O dia de São Manuel encontra-se no calendário, 17 de junho. São Manuel mártir, também conhecido como São Manuel da Paciência, foi embaixador do Império Persa. Com a proclamação de Juliano como imperador romano, germinaram no império as teorias pagãs e se voltou a perseguir os cristãos.

Como embaixador, São Manuel tentou negociar a paz com a Juliano, mas o imperador considerava o cristianismo como a praga do mundo, mandando prender Manuel e torturá-lo até renunciar a sua fé. São Manuel resistiu a todas as torturas até que foi decapitado no ano de 363.

O Império Persa, do qual São Manuel era embaixador, acabaria por vencer o Império Romano e por matar o imperador Juliano, que terá dito as suas últimas palavras dando a vitória a São Manuel, que se popularizou como padroeiro dos diplomatas e advogado da paciência.

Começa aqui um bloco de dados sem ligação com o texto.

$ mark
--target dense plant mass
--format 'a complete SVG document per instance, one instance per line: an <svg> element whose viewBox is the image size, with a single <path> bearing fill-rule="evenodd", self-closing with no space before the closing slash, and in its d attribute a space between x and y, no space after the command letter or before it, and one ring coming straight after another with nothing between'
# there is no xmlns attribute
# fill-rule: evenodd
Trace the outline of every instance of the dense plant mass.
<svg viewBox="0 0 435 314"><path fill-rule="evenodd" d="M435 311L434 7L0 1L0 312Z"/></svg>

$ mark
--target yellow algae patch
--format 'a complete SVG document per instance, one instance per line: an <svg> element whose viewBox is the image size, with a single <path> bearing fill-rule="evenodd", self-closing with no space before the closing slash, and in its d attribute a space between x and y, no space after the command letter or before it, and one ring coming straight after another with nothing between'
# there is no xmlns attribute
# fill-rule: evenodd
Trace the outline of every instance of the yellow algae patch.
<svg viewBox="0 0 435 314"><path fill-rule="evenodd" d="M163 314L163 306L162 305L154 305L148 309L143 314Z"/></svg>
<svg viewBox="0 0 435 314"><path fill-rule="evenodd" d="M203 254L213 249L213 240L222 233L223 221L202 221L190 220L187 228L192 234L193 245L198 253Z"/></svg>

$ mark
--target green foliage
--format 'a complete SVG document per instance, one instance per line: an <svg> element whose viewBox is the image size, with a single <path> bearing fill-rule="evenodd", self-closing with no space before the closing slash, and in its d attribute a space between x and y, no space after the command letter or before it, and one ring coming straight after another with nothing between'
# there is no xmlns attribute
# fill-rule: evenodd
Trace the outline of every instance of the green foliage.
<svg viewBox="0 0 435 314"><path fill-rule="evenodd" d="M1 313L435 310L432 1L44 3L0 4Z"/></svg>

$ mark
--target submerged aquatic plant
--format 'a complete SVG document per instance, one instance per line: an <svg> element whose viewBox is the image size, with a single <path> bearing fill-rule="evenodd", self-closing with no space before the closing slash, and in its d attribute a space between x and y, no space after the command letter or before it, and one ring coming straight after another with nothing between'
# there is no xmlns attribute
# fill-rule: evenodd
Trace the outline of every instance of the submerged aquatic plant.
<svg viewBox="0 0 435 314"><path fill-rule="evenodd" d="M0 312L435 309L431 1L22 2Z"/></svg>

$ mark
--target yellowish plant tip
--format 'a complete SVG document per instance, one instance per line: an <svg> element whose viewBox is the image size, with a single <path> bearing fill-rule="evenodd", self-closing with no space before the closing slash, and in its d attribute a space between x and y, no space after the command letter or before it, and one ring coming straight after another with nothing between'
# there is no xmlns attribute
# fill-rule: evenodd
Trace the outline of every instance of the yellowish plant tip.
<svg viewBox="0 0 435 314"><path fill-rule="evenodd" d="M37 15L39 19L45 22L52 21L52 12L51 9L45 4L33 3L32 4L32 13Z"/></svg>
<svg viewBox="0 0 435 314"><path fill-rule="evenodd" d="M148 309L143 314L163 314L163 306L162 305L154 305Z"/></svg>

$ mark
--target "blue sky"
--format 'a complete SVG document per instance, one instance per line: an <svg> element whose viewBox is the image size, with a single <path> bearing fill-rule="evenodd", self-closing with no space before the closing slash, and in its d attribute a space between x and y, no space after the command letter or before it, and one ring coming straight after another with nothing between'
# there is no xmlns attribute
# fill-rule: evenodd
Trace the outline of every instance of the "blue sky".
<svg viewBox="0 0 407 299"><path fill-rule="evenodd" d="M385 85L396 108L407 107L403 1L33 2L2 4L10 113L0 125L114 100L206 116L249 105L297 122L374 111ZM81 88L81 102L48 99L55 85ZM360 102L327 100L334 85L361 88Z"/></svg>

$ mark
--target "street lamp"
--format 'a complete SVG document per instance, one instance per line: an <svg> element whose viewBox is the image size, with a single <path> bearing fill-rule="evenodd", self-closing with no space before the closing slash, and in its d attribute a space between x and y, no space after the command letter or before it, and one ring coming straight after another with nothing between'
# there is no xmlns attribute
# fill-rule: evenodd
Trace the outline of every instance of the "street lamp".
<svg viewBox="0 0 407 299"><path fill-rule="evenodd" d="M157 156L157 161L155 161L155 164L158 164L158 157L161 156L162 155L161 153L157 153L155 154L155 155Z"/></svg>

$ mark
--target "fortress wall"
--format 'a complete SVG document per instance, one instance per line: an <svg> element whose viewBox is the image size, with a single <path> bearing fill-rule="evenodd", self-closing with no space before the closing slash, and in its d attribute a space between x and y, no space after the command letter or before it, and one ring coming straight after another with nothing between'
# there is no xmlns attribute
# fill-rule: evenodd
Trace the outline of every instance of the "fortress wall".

O início de tudo: Conta-se que a família do cidadão chamado Manoel Vicente, natural de Águas Belas foi assassinada, sendo o rurícola o único sobrevivente. Sem resposta da justiça para a atrocidade, decidiu ele mesmo matar todos os suspeitos. Em seguida, fugiu para a região das terras da Ribeira do Panema, empregando-se na fazenda Olho D’Água da Cruz, de propriedade do senhor Joaquinzinho, neto de Martinho Rodrigues Gaia e dona Ana Tereza, pioneiros do povoado de Santa Ana da Ribeira do Panema. Suspeito das mortes, passou a ser procurado. Muitos eram os desafetos, não tardando para que delatores denunciassem sua presença na fazenda aos vingadores de Águas Belas.

Por ocasião do batizado do filho do senhor Joaquinzinho uma emboscada foi armada para matar Manoel Vicente, mas em seu lugar, morreram a esposa, cunhada e a criança. Apesar de ferido Manoel sobreviveu. Veio a ser morto tempos depois em outra circunstância alheia à vingança praticada. O local da chacina foi sinalizado com santas-cruzes e, posteriormente, foi erguida uma capelinha que passou por inúmeras reformas até chegar no formato atual.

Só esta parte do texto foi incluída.